The Tampa Bay Times will be forced to cut its payroll by 20 percent by a certain deadline, with the publication’s CEO offering employees severance packages.
The 140-year-old newspaper’s approximately 100 journalists and 170 other staff members received an announcement from CEO Conan Gallaty that they have until August 16 to decide if they will take a buyout package that includes four extra weeks of severance pay, the Times staff wrote in an article announcing the cutbacks.
The severance packages max out at 12 weeks, and layoffs will follow later in August if the 20 percent goal is not met, Gallaty said.
“Some of the reductions may come from eliminating unfilled vacant positions,” the newspaper noted.
The CEO also said that the company’s top executives are taking ten percent pay cuts through the end of 2024 and that he is taking a 20 percent pay cut himself.
The announcement was made soon after the Times celebrated its one-hundred-fortieth anniversary by mailing gift cards to its staff.
“While sharing this news as we mark our one-hundred-fortieth anniversary is disappointing, we are committed to ensuring the Times can continue its dedication to robust local journalism,” Gallaty said.
“I am confident we will emerge from this challenging period as a more focused and sustainable company,” he added.
According to the nonprofit Poynter Institute, which owns the Times, the Tampa-based outlet dealt with high costs relating to purchasing and shutting down its competitor, the Tampa Tribune, in 2016.
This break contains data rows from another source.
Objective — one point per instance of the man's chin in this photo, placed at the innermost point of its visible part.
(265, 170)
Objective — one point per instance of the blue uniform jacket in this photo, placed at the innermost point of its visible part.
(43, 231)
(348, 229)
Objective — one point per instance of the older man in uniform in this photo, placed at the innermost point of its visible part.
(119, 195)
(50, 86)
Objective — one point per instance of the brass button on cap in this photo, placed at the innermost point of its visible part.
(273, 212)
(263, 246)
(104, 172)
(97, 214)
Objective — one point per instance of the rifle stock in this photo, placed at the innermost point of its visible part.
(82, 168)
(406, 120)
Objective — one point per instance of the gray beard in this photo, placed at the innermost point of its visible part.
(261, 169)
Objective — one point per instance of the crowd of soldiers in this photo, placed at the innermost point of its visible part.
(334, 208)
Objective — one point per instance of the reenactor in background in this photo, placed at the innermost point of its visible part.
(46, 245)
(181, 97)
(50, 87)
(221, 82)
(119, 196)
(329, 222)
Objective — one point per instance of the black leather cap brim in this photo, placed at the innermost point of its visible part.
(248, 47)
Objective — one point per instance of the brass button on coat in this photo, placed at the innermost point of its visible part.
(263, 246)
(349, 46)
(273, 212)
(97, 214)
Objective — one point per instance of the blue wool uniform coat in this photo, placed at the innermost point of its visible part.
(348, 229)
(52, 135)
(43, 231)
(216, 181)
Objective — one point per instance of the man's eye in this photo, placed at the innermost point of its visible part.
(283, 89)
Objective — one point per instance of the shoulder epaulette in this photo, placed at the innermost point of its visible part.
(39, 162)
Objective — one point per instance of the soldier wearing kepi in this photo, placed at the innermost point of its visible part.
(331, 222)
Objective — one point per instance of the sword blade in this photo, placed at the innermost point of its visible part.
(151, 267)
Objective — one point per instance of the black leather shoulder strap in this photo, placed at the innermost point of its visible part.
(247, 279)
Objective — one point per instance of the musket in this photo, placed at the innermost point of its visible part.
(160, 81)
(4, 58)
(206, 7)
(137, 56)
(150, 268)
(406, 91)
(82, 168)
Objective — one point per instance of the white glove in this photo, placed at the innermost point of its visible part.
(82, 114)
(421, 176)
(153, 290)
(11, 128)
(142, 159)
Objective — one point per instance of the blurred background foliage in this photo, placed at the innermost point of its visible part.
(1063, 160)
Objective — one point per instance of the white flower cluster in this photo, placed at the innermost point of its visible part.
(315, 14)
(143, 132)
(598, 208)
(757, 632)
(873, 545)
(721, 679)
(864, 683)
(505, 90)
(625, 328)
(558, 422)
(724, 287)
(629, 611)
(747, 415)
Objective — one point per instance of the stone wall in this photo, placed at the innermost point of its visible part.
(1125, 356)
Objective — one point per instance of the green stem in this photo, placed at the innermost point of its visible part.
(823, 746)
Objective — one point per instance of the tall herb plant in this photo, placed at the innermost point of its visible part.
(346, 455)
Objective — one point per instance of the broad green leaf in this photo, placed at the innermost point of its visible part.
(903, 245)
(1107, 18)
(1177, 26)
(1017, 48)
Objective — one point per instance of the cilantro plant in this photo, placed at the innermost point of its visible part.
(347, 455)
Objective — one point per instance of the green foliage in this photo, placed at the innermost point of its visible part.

Revenue from advertising also went downhill in the following years.
In an interview, Gallaty told the institute that print still provides most of the paper’s revenue.
In order to save money, the Times shut down its St. Petersburg facility and decided to only print on Wednesdays and Sundays back in 2020, WFLA reported.
The paper also moved out of its downtown Tampa office in February to save costs — before the major downsizing announcement.
The Tampa Bay Times news comes just a day after the far-left outlet Axios announced it would slash ten percent of its 500-person staff:
Both publications rely on political articles for a significant portion of their readership, making the downsizing notable, as Election Day is in just a few months.
“It’s a curious time to lay off ten percent of your staff. Here we are about 90 days away from what will not only be a consequential presidential race, but an unprecedented one,” wrote Breitbart News’s John Nolte on Tuesday. “We’ve already had one assassination attempt and one major candidate (the sitting president) bow out of the race. Additionally, we have the Olympics, a struggling economy, and a growing war in the Middle East.”